My 15 Minutes Of Fame

Last week I was interviewed by Sarah Boesveld, a reporter with the Canadian newspaper Globe and Mail. She was doing a story on dads who were laid off, fell into the roll of primary care-giver and then started Daddy-blogs to connect and cope with the change in there life.

It was cool being a "a celebrity" if only for a short while. You can read the full article here.

The article is well-written and I thank Sarah for her interest. However, based on the comments, I feel the need to say to one thing. I'm not bitching about being a laid-off-stay-at-home dad. This has been the most rewarding challenge in my life allowing me the opportunity to be closer to my sons as well as get to know my new step-daughters.

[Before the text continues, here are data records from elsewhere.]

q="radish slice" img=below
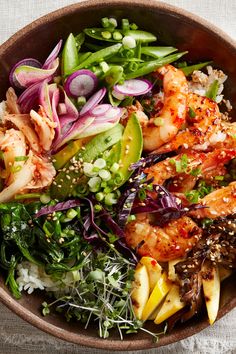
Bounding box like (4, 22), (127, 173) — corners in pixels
(89, 104), (111, 117)
(54, 116), (94, 151)
(64, 70), (98, 97)
(93, 105), (123, 122)
(42, 39), (62, 69)
(9, 58), (42, 89)
(64, 91), (79, 120)
(80, 87), (107, 116)
(79, 118), (119, 139)
(113, 79), (152, 96)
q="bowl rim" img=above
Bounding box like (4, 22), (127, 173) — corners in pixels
(0, 0), (236, 351)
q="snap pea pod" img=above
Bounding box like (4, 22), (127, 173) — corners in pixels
(69, 43), (122, 74)
(206, 80), (220, 101)
(121, 30), (157, 43)
(84, 28), (121, 43)
(125, 52), (188, 80)
(109, 56), (144, 64)
(180, 61), (212, 76)
(84, 28), (157, 43)
(121, 18), (129, 32)
(102, 65), (124, 88)
(78, 52), (92, 63)
(61, 33), (79, 76)
(141, 47), (178, 58)
(84, 42), (106, 52)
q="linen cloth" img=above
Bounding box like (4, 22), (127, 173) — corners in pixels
(0, 0), (236, 354)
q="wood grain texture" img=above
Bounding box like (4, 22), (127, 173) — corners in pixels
(0, 0), (236, 354)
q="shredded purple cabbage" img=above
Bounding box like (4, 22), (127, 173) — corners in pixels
(83, 198), (138, 263)
(131, 185), (204, 226)
(129, 152), (173, 171)
(35, 199), (81, 218)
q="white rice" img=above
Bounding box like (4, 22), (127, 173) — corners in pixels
(188, 66), (229, 106)
(16, 261), (80, 294)
(0, 101), (7, 121)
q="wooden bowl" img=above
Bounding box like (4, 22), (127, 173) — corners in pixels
(0, 0), (236, 350)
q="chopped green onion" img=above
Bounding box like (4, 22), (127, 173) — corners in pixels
(185, 189), (199, 203)
(88, 177), (102, 192)
(109, 17), (117, 28)
(114, 172), (124, 185)
(129, 23), (138, 31)
(153, 118), (165, 127)
(190, 167), (202, 177)
(76, 184), (88, 194)
(101, 17), (110, 28)
(40, 194), (51, 204)
(95, 192), (105, 202)
(93, 158), (106, 170)
(14, 193), (41, 200)
(94, 204), (102, 213)
(105, 193), (117, 205)
(215, 176), (224, 181)
(122, 36), (136, 49)
(110, 162), (120, 173)
(99, 61), (110, 74)
(128, 215), (136, 222)
(83, 162), (97, 177)
(15, 156), (28, 161)
(98, 170), (111, 181)
(11, 165), (22, 173)
(121, 18), (129, 32)
(101, 31), (111, 39)
(77, 96), (86, 108)
(66, 208), (77, 219)
(188, 107), (196, 118)
(112, 31), (123, 41)
(206, 80), (220, 101)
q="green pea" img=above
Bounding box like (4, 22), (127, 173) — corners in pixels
(141, 47), (177, 58)
(125, 52), (188, 80)
(70, 44), (122, 73)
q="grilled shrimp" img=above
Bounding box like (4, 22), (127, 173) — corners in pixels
(23, 155), (56, 192)
(30, 107), (57, 151)
(168, 149), (236, 193)
(191, 182), (236, 219)
(4, 114), (42, 153)
(155, 93), (221, 153)
(142, 65), (188, 151)
(125, 213), (202, 262)
(0, 129), (26, 185)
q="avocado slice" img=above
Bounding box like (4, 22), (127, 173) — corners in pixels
(50, 124), (123, 200)
(52, 139), (83, 170)
(118, 113), (143, 187)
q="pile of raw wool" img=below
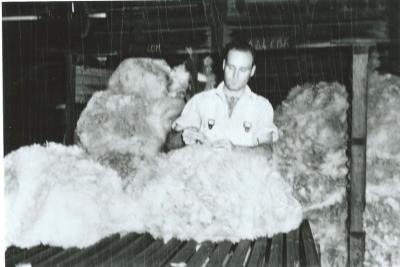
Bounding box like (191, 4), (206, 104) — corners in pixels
(77, 58), (189, 177)
(4, 143), (121, 247)
(274, 82), (349, 266)
(364, 72), (400, 266)
(5, 59), (302, 251)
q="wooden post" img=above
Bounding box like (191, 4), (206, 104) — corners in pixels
(64, 53), (75, 145)
(348, 45), (369, 267)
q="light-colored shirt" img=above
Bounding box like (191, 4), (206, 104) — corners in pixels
(172, 82), (278, 146)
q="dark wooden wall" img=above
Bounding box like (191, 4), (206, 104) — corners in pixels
(2, 0), (400, 154)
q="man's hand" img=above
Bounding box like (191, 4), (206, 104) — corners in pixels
(182, 127), (207, 145)
(211, 139), (234, 150)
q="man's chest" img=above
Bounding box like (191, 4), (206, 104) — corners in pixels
(199, 99), (258, 145)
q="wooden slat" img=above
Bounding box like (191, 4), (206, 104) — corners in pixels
(247, 237), (267, 267)
(166, 240), (197, 266)
(20, 247), (63, 265)
(98, 234), (154, 267)
(267, 234), (284, 267)
(75, 233), (139, 267)
(6, 245), (49, 266)
(57, 234), (120, 267)
(227, 240), (251, 267)
(36, 248), (80, 267)
(128, 239), (164, 267)
(286, 229), (300, 267)
(187, 241), (215, 267)
(300, 220), (320, 267)
(349, 46), (369, 266)
(5, 246), (22, 260)
(206, 241), (232, 267)
(146, 238), (182, 267)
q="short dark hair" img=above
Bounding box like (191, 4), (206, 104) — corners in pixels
(224, 40), (256, 65)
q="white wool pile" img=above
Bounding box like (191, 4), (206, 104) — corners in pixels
(5, 57), (302, 251)
(120, 145), (302, 244)
(274, 82), (349, 266)
(77, 58), (189, 176)
(4, 143), (121, 250)
(364, 72), (400, 266)
(5, 143), (302, 250)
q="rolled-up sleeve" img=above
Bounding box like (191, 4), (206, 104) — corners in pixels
(255, 99), (279, 144)
(172, 96), (201, 131)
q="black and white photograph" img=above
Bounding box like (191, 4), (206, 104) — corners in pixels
(0, 0), (400, 267)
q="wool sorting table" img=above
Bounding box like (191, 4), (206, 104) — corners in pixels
(5, 220), (320, 267)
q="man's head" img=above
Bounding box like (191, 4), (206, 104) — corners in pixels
(222, 41), (256, 91)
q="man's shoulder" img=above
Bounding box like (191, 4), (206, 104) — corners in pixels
(192, 89), (216, 100)
(251, 92), (272, 108)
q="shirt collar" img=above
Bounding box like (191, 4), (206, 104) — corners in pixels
(215, 81), (252, 99)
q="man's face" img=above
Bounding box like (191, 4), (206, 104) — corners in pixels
(222, 49), (256, 91)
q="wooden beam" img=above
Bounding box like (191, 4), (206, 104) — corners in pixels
(348, 45), (370, 266)
(64, 53), (76, 145)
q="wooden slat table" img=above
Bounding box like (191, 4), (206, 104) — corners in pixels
(5, 220), (320, 267)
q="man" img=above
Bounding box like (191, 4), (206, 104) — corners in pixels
(167, 42), (278, 151)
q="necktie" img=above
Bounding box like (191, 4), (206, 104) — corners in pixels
(228, 96), (237, 116)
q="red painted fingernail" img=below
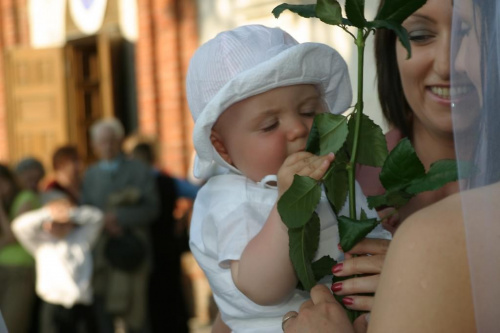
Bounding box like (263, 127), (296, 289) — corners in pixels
(342, 297), (354, 305)
(332, 262), (344, 274)
(332, 282), (342, 293)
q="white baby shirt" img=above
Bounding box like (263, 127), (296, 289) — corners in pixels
(189, 173), (390, 333)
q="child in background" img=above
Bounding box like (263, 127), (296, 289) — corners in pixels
(187, 25), (390, 333)
(12, 191), (103, 333)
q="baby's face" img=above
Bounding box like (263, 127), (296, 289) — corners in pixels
(211, 84), (326, 182)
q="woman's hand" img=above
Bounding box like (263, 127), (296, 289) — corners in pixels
(283, 284), (355, 333)
(332, 238), (390, 311)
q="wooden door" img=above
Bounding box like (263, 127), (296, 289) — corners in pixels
(6, 48), (69, 167)
(66, 34), (116, 164)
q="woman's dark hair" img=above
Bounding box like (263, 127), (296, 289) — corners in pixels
(52, 145), (79, 170)
(375, 1), (413, 138)
(0, 164), (21, 212)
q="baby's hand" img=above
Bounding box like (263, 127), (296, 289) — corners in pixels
(278, 151), (335, 196)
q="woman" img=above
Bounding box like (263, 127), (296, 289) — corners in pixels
(358, 0), (458, 231)
(284, 0), (500, 333)
(332, 0), (458, 311)
(0, 165), (40, 333)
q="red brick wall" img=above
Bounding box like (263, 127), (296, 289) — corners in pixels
(0, 0), (29, 162)
(136, 0), (198, 176)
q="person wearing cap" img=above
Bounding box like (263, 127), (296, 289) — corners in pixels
(12, 191), (104, 333)
(186, 25), (390, 333)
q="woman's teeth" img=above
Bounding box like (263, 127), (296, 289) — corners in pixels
(431, 86), (469, 99)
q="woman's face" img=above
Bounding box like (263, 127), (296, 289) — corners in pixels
(396, 0), (462, 135)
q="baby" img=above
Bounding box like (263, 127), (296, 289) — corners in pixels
(187, 25), (389, 333)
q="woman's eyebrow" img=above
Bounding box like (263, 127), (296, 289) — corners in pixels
(408, 14), (436, 23)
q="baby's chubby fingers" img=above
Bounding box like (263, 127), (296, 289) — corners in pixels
(342, 296), (374, 311)
(331, 275), (380, 295)
(294, 153), (335, 180)
(278, 152), (335, 195)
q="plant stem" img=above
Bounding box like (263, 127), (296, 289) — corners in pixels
(347, 29), (365, 220)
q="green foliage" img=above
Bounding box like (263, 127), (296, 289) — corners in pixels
(368, 139), (460, 208)
(345, 0), (366, 29)
(288, 213), (320, 290)
(323, 149), (349, 214)
(314, 113), (348, 155)
(346, 114), (387, 167)
(367, 20), (411, 59)
(316, 0), (342, 25)
(297, 256), (337, 290)
(278, 175), (321, 228)
(380, 138), (425, 190)
(375, 0), (426, 24)
(406, 160), (459, 194)
(273, 0), (457, 304)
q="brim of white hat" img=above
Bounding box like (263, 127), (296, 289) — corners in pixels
(193, 43), (352, 178)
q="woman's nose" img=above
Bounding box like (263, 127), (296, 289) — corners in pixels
(434, 34), (451, 80)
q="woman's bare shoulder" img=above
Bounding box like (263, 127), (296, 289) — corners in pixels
(369, 191), (474, 333)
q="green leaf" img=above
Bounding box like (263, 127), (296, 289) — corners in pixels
(316, 0), (342, 25)
(345, 0), (366, 29)
(306, 115), (320, 155)
(323, 148), (349, 214)
(278, 175), (321, 228)
(406, 160), (458, 194)
(367, 190), (414, 208)
(367, 20), (411, 59)
(288, 213), (320, 290)
(359, 208), (368, 220)
(337, 216), (379, 252)
(272, 3), (316, 18)
(375, 0), (426, 24)
(312, 256), (337, 281)
(380, 138), (425, 191)
(314, 113), (348, 155)
(346, 114), (388, 167)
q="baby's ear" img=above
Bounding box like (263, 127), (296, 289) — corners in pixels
(210, 130), (233, 165)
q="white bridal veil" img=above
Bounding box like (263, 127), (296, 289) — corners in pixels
(451, 0), (500, 333)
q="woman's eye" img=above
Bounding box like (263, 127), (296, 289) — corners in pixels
(300, 110), (316, 117)
(408, 31), (434, 43)
(458, 21), (470, 36)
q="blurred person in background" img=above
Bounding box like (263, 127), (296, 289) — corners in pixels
(131, 142), (193, 333)
(81, 118), (159, 333)
(0, 164), (41, 333)
(15, 157), (45, 193)
(12, 191), (103, 333)
(45, 145), (83, 205)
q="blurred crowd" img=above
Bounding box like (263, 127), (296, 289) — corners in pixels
(0, 118), (208, 333)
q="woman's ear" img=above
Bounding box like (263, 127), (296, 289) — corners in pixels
(210, 129), (233, 165)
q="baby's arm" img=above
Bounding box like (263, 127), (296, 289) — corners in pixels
(231, 152), (333, 305)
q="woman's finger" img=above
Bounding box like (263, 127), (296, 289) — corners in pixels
(342, 296), (374, 311)
(281, 311), (299, 332)
(332, 274), (380, 295)
(299, 299), (314, 312)
(311, 284), (337, 304)
(332, 255), (385, 276)
(347, 238), (391, 254)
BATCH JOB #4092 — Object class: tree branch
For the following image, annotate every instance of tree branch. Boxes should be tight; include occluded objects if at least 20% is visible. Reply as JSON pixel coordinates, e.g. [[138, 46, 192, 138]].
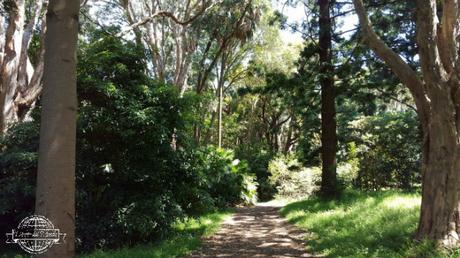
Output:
[[353, 0, 429, 125]]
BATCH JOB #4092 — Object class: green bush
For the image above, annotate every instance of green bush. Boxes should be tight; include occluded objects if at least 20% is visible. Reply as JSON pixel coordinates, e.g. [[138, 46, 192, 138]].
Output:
[[236, 145, 276, 201], [268, 156, 321, 198], [350, 112, 421, 190], [0, 34, 256, 254]]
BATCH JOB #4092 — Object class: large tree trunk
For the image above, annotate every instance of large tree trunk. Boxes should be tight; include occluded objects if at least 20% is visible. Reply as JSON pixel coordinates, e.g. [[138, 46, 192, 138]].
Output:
[[417, 82, 460, 247], [0, 0, 46, 133], [36, 0, 80, 258], [353, 0, 460, 247], [319, 0, 337, 196]]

Yes, it's hard, but I never had any illusions that it wouldn't be. Trust me, I don't sit around watching Sport Center in my undies (sorry, could've spared you that image) all day, popping the tops off a couple brewskies before noon. It's just different is all (and certainly better than office politics).

I would stay at home in a heartbeat given the choice, but finances are an issue (unless there's a big-time publisher out there willing to talk to me about an advance? No? Okay fine.), and because I have the work experience likely to earn the higher income, I need to keep searching for work. In the mean time, it's laundry as usual.

Yes, there are no promotions, no big deals, and no W.E.N.U.S. Reports tracking you tangible success, but what being at home forces you to do as a man is to draw upon your confidence and the comfort you have in your own self-image. That's what is tough. But you realize that building your image off all the "work stuff" is like building your house on the sand. One day it will all wash away and then who are you? Dad, who got the lunches packed and helped us with homework, or the guy that made some company $2 million dollars.